Se llamaba "Duda alegre" y murió en tarde de triste certeza, la del punto final a seis siglos de  toros en Cataluña. Aunque la esperanza sea lo último que se pierda, aunque aún sigan vivas algunas iniciativas apremiantes y tardías, aunque nuestro corazón siga romaneando bravamente contra el peto de la evidencia, la suerte está echada.

La muerte de "Duda alegre" fue la muerte de todos los toros de esa larga historia del toreo catalán que quieren enterrar. Y el final de un fin de semana de funerales y exequias muy a la "gringa", con cánticos y fiesta, que hasta en eso, en la ausencia de luto y dolor, de respeto y honores a la muerte, tanto nos diferenciamos los latinos de esos anglosajones a quienes parodian estos falsos catalanes.

Hubo triunfos, salidas a hombros multitudinarias, gritos en las calles, todo un derroche de pasión en el fin de semana barcelonés. Como si quienes por última vez llenaron aquellos tendidos se esforzaran en obviar que se trataba de la última vez que en aquel recinto se verificaba el rito mágico y milenario de la tauromaquia.

Había quien se negaba a creerlo agarrándose a esas últimas tentativas de salvación, porque es cierto que, antes de cantar el réquiem definitivo, quedan aún por resolver algunas incógnitas: la resolución del Tribunal Constitucional al recurso del Partido Popular contra la maldita ley catalana, la Iniciativa Legislativa Popular que se quiere presentar al Congreso para proteger, retroactivamente, la fiesta de los toros en toda España o la fijación de indemnizaciones por la prohibición, que de ser tan alta como se pretende debería hacer recular a un gobierno catalán maniatado por la crisis económica.

Pero no cabe hacerse demasiadas ilusiones: si los engallados nacionalistas se niegan a acatar otras resoluciones contrarias del TC en asuntos aún más importantes, no harán una excepción con su repudiada tauromaquia; a la ILP, sin apenas ayudas de los estamentos profesionales del toreo, le quedan aún más de 200.000 firmas y apenas dos meses para llegar al Parlamento, donde ya veremos si es aceptada y si gana en las votaciones de sus señorías; y la casa Balañá, tan enigmática en todo este asunto, ya ha avanzado que no solicitará ningún tipo de indemnización por cese de negocio, tal vez por defender sus otros negocios (varios de los mejores cines y teatros de la ciudad) de las iras de la dictadura catalanista. Que nadie espere milagros.

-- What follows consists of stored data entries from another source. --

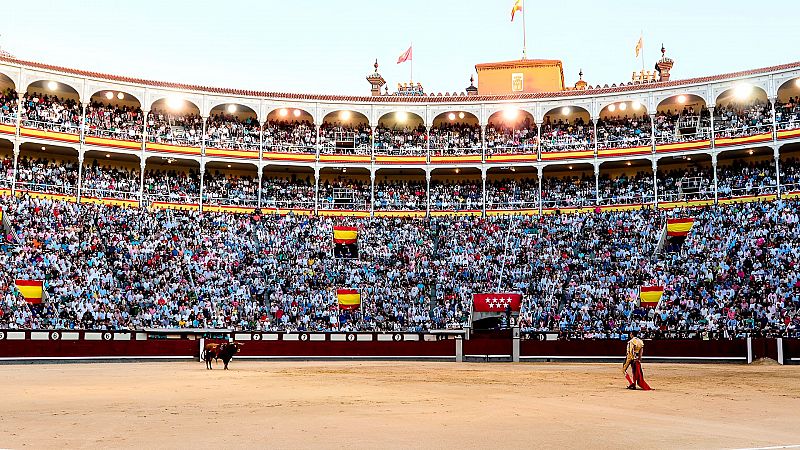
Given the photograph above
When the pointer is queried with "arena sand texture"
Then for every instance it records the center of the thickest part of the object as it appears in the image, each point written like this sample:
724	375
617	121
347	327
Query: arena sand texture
396	405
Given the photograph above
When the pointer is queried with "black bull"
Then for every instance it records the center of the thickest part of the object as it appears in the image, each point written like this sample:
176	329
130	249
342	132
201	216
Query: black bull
224	351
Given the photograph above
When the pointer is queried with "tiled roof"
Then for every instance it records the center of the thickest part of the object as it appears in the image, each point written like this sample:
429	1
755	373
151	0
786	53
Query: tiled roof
396	99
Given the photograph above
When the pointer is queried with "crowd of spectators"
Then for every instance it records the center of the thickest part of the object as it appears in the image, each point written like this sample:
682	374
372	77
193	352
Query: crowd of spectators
787	115
172	185
740	120
695	182
115	268
565	136
293	137
512	193
626	189
8	106
400	140
229	190
47	175
624	132
570	191
453	139
344	193
50	112
518	138
456	195
225	131
686	125
401	195
291	192
338	138
176	129
110	182
114	121
739	178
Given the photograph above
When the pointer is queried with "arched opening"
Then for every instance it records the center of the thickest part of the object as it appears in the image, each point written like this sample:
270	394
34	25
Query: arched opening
290	130
568	128
47	169
111	175
233	127
744	173
787	107
171	180
287	187
456	189
6	164
455	133
742	111
626	182
624	125
682	118
346	188
400	133
114	114
570	186
684	178
401	190
512	188
8	101
52	106
790	168
175	121
511	130
230	184
345	133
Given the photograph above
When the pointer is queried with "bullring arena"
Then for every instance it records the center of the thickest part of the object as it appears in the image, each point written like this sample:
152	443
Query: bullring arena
520	253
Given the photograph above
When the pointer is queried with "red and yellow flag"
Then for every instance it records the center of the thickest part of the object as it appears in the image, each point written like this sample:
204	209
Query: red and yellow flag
31	290
650	295
517	7
345	235
679	227
348	298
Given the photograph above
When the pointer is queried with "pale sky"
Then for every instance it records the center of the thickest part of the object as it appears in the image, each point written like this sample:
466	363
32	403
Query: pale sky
315	46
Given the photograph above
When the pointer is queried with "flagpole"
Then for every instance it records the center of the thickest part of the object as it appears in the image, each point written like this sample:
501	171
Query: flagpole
524	36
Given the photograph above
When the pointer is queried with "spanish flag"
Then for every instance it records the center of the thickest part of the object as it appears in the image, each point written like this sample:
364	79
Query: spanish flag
517	7
650	295
31	290
345	242
348	298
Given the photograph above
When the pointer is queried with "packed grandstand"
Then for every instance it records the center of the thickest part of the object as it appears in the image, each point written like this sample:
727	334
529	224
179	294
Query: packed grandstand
166	214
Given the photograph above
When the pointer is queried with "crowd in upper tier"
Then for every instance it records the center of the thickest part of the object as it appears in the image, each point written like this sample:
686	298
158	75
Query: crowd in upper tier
115	268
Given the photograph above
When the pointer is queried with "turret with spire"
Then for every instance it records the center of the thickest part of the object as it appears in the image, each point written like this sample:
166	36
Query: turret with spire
376	80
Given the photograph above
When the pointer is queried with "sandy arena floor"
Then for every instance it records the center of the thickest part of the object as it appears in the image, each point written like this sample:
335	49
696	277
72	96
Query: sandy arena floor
398	405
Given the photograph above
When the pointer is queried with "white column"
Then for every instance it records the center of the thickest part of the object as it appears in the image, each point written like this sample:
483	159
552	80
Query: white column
716	190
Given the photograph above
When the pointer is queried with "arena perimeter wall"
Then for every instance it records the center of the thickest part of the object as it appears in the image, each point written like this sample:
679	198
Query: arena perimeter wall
64	346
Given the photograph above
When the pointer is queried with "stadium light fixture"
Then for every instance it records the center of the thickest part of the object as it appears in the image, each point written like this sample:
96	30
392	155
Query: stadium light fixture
742	91
511	113
174	102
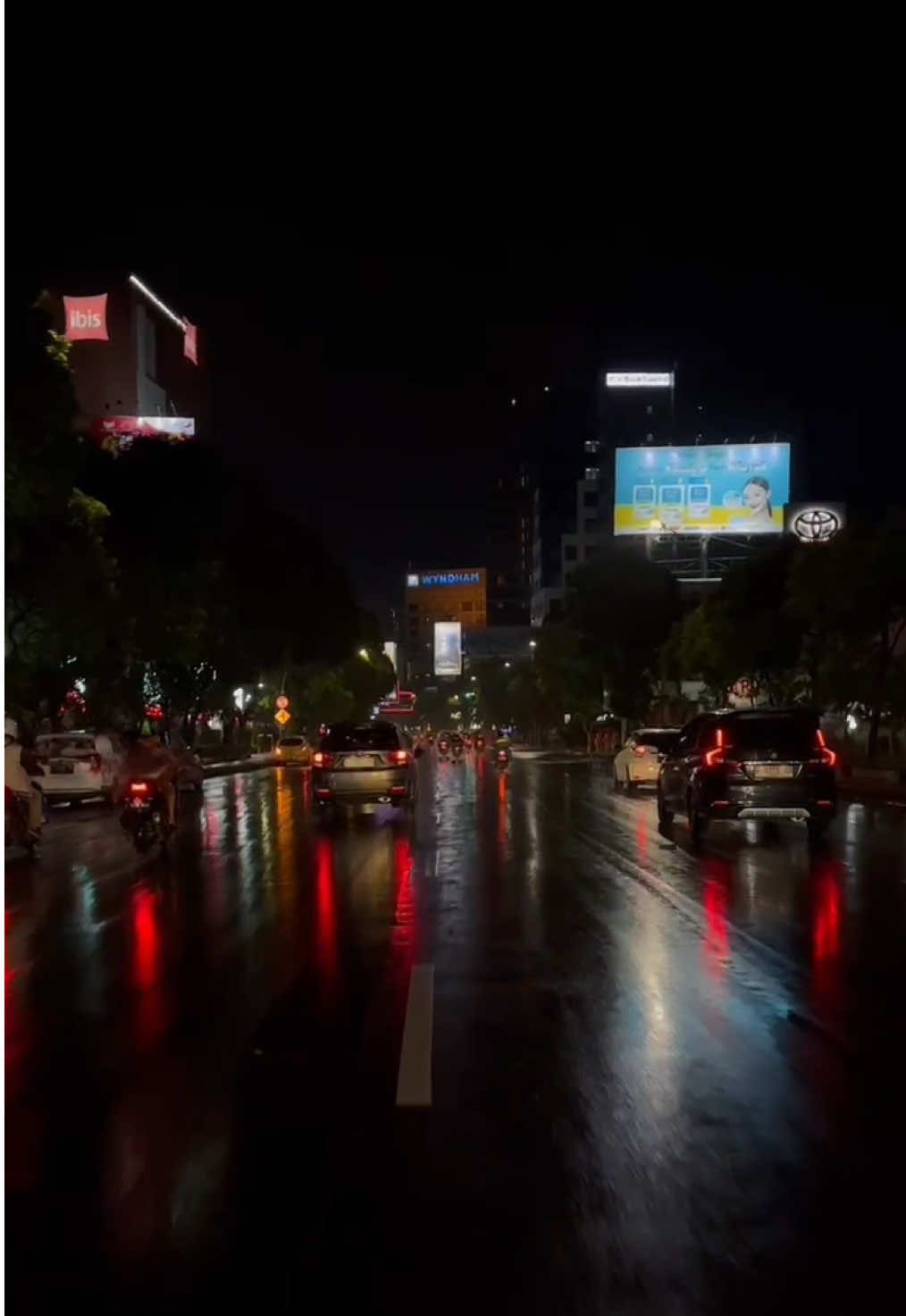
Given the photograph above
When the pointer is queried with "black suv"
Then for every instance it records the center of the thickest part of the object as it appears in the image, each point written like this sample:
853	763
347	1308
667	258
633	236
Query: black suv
753	764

Ya no caben más lágrimas. Sólo tomar nota de los errores, de lo que hicimos mal y de lo que dejamos de hacer en un proceso que viene de muy atrás, desde hace más de tres décadas que, desde la impunidad y con el mundo del toro mirando hacia otro lado, han servido al nacionalismo catalán para preparar el escenario del feo melodrama vivido el pasado domingo. Más que nada, para que no vuelva a suceder.